OpenAI, the company best known for ChatGPT, is now rumored to be developing its first smartphone—and a fresh leak is offering a clearer picture of what could be coming. While OpenAI hasn’t officially confirmed any phone plans yet, the latest details suggest the company may be aiming for a major push into consumer hardware with an “AI agent smartphone” built to do more than a typical app-driven device.
Industry analyst Ming-Chi Kuo reports that OpenAI’s AI-focused smartphone could enter mass production as early as the first half of 2027. If that timeline holds, it positions the device as a next-wave product designed around on-device AI performance, not just incremental upgrades to cameras or displays.
One of the most interesting claims is the potential chipset choice. The leak says MediaTek is currently the leading candidate to supply the processor, with OpenAI expected to use a custom version of the MediaTek Dimensity 9600. MediaTek is already a major force in Android chipsets, and its current flagship platform is the Dimensity 9500, found in premium devices from well-known phone makers. The Dimensity 9600, meanwhile, is expected to debut in Q4 2026 as MediaTek’s next-generation chip—making it a logical fit for a 2027 smartphone launch.
According to the leak, OpenAI’s customized Dimensity 9600 could be built on TSMC’s advanced N2P manufacturing process. The rumored specs also point to high-end memory and storage support, including LPDDR6 RAM and UFS 5.0 storage—two upgrades that would help with faster multitasking, quicker AI workloads, and snappier overall performance.
AI performance appears to be at the center of the design.
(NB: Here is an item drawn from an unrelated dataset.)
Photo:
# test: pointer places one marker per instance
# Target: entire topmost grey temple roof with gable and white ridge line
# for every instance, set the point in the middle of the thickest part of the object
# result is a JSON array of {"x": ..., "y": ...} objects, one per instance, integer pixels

The chipset is said to include a dual NPU (neural processing unit) architecture, which could enable more powerful on-device AI features—potentially reducing reliance on the cloud for certain tasks and improving speed, privacy, and responsiveness.
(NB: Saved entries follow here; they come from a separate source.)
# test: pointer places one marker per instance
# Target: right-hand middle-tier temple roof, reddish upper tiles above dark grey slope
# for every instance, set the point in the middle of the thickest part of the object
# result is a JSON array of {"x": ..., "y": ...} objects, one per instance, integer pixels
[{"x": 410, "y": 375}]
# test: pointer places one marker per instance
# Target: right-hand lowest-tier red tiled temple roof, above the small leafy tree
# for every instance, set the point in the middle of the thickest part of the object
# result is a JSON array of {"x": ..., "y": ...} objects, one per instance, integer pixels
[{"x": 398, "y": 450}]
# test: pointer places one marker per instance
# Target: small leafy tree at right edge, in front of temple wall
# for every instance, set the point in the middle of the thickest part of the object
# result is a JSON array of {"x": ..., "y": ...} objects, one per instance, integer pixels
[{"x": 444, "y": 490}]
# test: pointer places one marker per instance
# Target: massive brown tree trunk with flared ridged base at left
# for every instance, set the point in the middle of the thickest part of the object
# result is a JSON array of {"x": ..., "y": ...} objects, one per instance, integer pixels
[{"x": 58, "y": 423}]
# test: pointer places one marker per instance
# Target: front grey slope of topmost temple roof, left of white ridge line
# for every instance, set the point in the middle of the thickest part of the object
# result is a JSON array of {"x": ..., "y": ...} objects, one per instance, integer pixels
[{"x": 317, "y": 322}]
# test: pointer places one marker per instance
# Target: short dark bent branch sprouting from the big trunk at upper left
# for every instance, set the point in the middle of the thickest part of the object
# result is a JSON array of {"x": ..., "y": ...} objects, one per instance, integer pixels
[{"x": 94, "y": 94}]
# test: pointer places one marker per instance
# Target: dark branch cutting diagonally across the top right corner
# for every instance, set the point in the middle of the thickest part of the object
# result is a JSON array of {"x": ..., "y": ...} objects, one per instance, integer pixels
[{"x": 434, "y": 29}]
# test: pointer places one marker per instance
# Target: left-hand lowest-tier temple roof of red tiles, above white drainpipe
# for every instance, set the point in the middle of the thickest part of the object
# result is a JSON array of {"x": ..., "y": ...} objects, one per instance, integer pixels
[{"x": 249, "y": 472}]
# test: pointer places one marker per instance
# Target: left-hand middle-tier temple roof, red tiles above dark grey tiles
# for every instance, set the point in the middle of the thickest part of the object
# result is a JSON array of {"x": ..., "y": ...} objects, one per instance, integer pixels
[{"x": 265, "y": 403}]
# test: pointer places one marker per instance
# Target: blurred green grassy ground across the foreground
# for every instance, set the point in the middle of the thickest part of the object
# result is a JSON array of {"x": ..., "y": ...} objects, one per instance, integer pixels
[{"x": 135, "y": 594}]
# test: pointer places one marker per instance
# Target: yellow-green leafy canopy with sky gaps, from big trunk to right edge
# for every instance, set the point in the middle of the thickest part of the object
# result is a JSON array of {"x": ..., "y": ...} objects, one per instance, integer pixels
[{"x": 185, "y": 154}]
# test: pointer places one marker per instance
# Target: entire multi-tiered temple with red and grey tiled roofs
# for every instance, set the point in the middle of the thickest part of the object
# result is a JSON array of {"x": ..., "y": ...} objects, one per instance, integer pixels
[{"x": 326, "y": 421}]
Security may also be a major selling point. The leak mentions features like pKVM and inline hashing, which are aimed at strengthening device isolation and data integrity. If accurate, this suggests OpenAI could be taking a security-forward approach, especially important for a phone designed to handle personal requests, automate tasks, and manage sensitive information as an “AI agent.”
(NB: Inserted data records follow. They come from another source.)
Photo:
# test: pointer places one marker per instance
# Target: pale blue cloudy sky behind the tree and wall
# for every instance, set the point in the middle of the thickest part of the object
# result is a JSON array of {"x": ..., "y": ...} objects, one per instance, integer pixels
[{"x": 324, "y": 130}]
Shipment expectations are ambitious, too. Kuo reportedly projects total shipments of around 30 million units across 2027 and 2028 combined. If those numbers are even close to accurate, it indicates OpenAI could be planning a broad consumer rollout rather than a limited experimental release.
What makes the rumored device stand out is how it’s expected to work. A previous report described OpenAI’s “AI agent smartphone” as something that would operate differently from a traditional smartphone experience. Instead of bouncing between apps and manually completing every step, the phone would focus on getting tasks done directly—more like an assistant that can execute actions for you, rather than simply presenting options.
For now, everything remains speculative until OpenAI publicly confirms the project. Still, the combination of a 2027 production target, a custom next-gen MediaTek chipset, advanced AI processing, and modern security features paints a picture of a smartphone built from the ground up around AI-first interactions. If OpenAI does enter the smartphone market, it could be one of the most closely watched device launches in years.